Bazargan was born to a middle-class family in the city of Mashhad and was brought up as a devout Muslim. As an adult she became principal of Refah School, a girls school in Tehran. In the 1960s, she began her political activism within a religious organization opposed to Mohammad Reza Shah. Bazargan joined the MEK as its first female member, and married Mohammad Hanifnejad, a co-founder of the group. Bazargan was a regular of Ali Shariati speeches at Hosseiniyeh Ershad and was personally in touch with him. According to Ali Rahnema, Shariaiti who knew that Bazargan was associated with the MEK, introduced Simin Jariri to her.

Bazargan left Iran in 1981 after government crackdowns of political activists, and resided in a number of countries, including Syria, Lebanon and Turkey, to act as a liaison for the group. In 1974, after the death of Hanifnezhad, she married fellow MEK member Torab Haghshenas. In 1975, she sided with the Organization of Struggle for the Emancipation of the Working Class. Among her family members in the MEK, only her sister converted to Marxism while her brother Mansour Bazargan (who had been imprisoned since 1972 in Iran) and sister-in-law Fatemeh Amini (who died under torture refusing to betray her MEK colleagues to Iranian authorities) remained Muslims and associates of the Islamic faction.

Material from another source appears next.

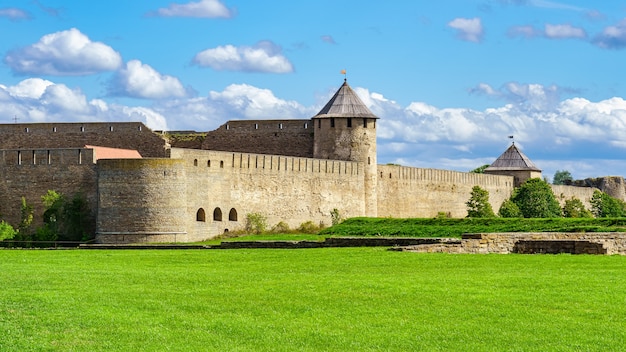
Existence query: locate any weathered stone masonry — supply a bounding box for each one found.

After the Iranian Revolution, Bazargan continued her support for the communist Organization of Struggle for the Emancipation of the Working Class, pursuing her political activity in exile. She was the widow of the MEK's martyr and co-founder, as well as being the first woman to join the MEK. She was also employed at the Palestinian Red Crescent Hospital in Damascus and in the Sadra refugee camp in Beirut. In exile, Bazargan translated many works from French, English and Arabic with her husband Torab Haghshenas and launched a website name Peykar Andisheh. The couple espoused a more internationalist view and became critical of armed struggle because they believed guerrilla movements were isolated from the workers' movement.

Bazargan died of a "long illness" on 6 March 2007.